I have a dataset consisting of around 500 different paragraphs. For each paragraph, I am trying to see whether there is a link to any of the other paragraphs. Based on this I've created paragraph pairs. I previously tried to approach this problem as a binary issues (0 or 1, is there a link or not), but I now want to try ranking (assigning a probability to each paragraph pair).
My issue is: How do I split out my test and train set randomly but keep all paragraph pairs for each paragraph in the same set? For example, for paragraph 1, I want all associated pairs (1-2, 1-3, 1-4, 1-5...1-500) in either the test or train set.
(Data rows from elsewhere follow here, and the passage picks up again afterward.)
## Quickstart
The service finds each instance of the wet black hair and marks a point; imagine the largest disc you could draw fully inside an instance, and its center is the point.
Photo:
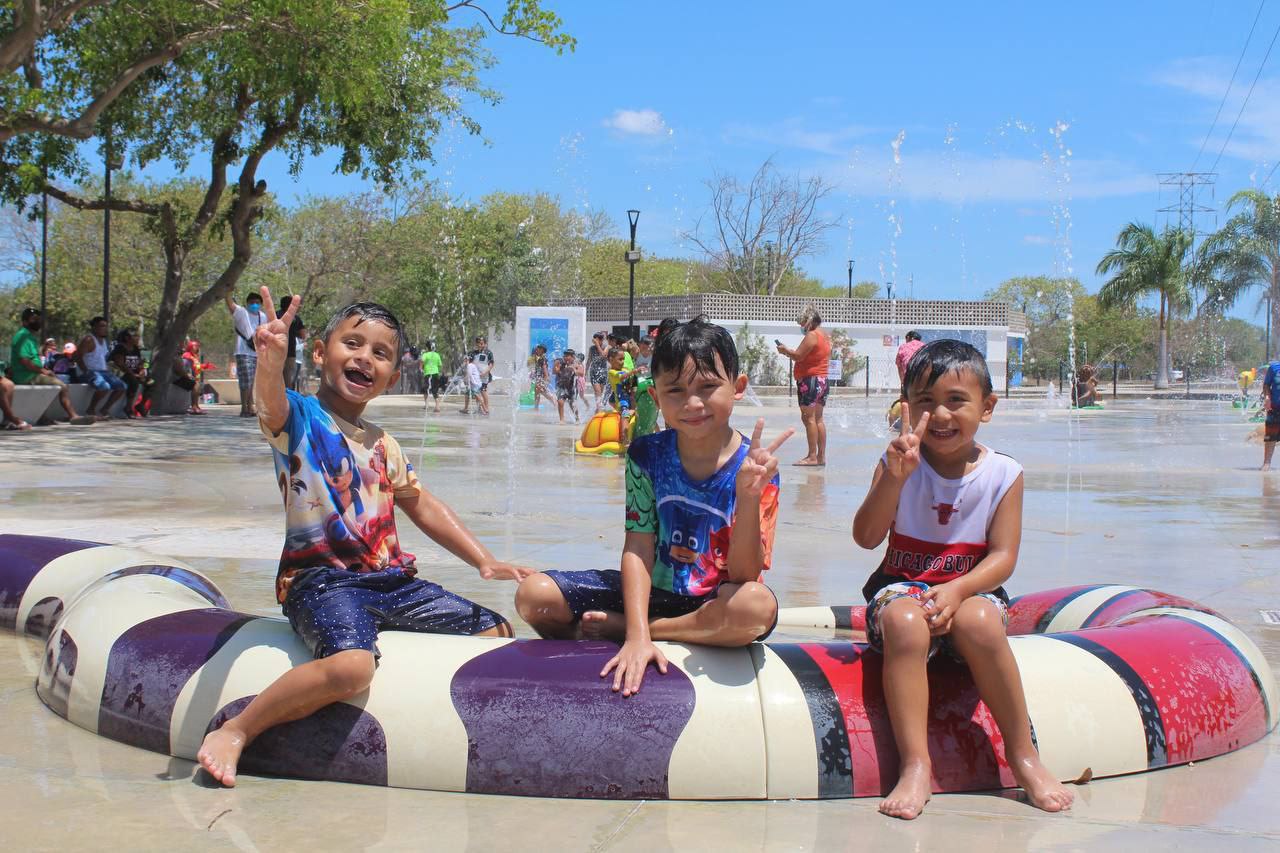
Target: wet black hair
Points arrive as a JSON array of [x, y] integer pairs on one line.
[[698, 340], [938, 357], [371, 311]]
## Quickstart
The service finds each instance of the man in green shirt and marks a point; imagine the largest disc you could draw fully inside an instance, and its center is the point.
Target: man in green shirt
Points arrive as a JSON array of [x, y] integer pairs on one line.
[[27, 369], [433, 381]]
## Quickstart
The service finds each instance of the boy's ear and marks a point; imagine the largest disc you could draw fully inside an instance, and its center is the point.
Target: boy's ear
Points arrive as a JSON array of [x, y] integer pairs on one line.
[[988, 406]]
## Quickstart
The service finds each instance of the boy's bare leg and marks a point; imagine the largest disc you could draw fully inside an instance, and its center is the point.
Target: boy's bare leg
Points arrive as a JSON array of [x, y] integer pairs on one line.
[[298, 693], [540, 603], [906, 694], [979, 637], [737, 615]]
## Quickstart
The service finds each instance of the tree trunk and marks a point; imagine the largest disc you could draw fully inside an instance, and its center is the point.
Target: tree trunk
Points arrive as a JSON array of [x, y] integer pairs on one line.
[[1162, 350]]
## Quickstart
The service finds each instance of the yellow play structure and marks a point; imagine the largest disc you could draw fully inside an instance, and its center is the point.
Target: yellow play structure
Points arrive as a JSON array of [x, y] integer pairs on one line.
[[603, 434]]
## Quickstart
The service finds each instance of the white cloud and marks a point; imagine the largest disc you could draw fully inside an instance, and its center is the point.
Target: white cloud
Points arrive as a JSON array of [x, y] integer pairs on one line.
[[638, 122], [960, 178], [1256, 137], [859, 159], [794, 133]]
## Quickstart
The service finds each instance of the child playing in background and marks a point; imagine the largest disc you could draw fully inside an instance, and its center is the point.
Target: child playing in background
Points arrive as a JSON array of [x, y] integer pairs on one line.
[[475, 388], [702, 509], [952, 510], [566, 384]]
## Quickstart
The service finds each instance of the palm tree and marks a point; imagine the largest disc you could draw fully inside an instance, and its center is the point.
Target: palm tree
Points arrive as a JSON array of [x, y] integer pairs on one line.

My ranking will not work if half the pairs are in the training set for example, since then the ranking for the test set will be missing some pairs...
Format
Paragraph A | Paragraph B | Label | Features...
Paragraph 1 | Paragraph 4 | 1 | ...
Paragraph 2 | Paragraph 6 | 1 | ...
Paragraph 6 | Paragraph 8 | 0 | ...
Paragraph 10 | Paragraph 2 | 1 | ...
I am using the sklearn train_test_split:
import pandas as pd
from sklearn.model_selection import train_test_split
feature_headers = ['tfidf_cosine', 'count_vec_cosine', 'lda_50topics_cosine', 'lda_200topics_cosine']
target_header = ['label']
train_x, test_x, train_y, test_y = train_test_split(result[feature_headers], result[target_header],
train_size=0.7)